As soon as Bartimaeus hears that Jesus was walking by he begins to shout, “Jesus, Son of David, have mercy on me!” (Mark 10:47). He did not wait until an opportune time, nor for Jesus to initiate the conversation. He knew Jesus was in earshot so he made a scene.

Imagine having that much faith, to continue to call out, not even being able to see if he has heard you. We have all been in places where we can’t see where God is working. It's a natural part of walking in faith. What we can learn from Bartimaeus is that no callout to God goes unnoticed, especially when we are active and purposeful in our position.

After being told to quieten down by the disciples, he again demonstrates such perseverance. It says, ‘He shouted all the more’. When we are calling out to God and we feel like the enemy is telling us to quieten down, how often do we give up? Bartimaeus knew that Jesus was his saviour so he just shouted louder. No voice of opposition could persuade him to stop. If we know Jesus is not only willing, but also eager to answer our prayers, why do we let lies hinder us from even trying to reach out?

And then we read, ‘Jesus stopped’. When we call out, He hears and draws close to us. Jesus will stop to attend to you; it is what He does. He wants nothing more than to raise you out of the dirt, open your eyes and lead you forward, just like He did for Bartimaeus.

Next he’s told, “Cheer up, on your feet, he’s calling you”. Bartimaeus has been heard and now is being called into a personal dialogue with Jesus. When we pray, we then have to decide to get up and step into the answer that Jesus has for us.
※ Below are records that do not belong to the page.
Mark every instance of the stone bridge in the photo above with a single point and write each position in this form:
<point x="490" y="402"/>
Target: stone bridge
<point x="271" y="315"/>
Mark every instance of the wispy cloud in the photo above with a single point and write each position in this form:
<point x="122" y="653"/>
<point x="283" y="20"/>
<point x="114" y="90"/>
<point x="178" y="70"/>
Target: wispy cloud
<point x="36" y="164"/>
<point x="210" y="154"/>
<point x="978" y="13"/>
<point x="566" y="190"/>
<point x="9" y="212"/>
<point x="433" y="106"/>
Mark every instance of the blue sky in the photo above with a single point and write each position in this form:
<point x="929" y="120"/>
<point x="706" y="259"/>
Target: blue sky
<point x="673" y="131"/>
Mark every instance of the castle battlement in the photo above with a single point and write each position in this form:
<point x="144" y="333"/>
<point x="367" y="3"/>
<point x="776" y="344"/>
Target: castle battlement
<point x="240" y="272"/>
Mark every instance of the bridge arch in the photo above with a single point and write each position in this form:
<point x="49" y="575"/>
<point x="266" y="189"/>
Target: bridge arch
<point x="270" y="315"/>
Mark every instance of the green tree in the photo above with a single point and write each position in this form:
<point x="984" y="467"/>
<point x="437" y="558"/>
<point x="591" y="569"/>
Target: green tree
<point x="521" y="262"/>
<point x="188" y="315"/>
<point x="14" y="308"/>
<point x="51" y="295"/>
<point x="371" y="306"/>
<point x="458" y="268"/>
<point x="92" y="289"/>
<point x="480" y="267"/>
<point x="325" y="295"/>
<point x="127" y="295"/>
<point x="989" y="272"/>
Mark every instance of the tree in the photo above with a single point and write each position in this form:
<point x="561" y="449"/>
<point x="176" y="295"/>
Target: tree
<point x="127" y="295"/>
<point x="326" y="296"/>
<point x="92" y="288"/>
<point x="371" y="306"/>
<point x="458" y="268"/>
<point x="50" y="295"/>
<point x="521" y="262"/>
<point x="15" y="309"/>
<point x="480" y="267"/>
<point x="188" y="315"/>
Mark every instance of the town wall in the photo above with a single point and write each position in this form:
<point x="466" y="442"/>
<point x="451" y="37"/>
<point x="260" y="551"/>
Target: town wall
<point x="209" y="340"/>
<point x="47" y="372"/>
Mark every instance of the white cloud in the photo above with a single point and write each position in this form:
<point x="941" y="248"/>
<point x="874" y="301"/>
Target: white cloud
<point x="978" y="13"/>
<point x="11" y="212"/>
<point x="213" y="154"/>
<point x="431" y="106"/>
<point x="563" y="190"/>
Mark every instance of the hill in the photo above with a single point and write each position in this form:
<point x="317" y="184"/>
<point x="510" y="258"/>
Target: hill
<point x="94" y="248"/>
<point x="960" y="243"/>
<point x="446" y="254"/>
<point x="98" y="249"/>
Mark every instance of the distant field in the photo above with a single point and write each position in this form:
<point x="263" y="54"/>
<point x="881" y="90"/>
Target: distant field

Sometimes sitting in the dirt feels familiar and comfortable, so much so that it seems scary to leave. It would have been so easy for Bartimaeus to be overcome with the fear of change. To want to stay in the predictable, yet painful existence. How often do we choose to dwell in the darkness because the light seems too unknown and uncomfortable? Bartimaeus chose the light and found a way into the healing arms of Jesus.

We can learn so much from this short story (and I could go on for ages!).
Instead I leave you with some challenges:

- How have you positioned yourself? Are you on the side of the road, actively seeking Jesus?

- Are you shouting all the louder when the opposition appears? Or do you stop, and sit quietly?

- Are you getting up when He answers? Are you throwing yourself into healing, or withdrawing because you are scared?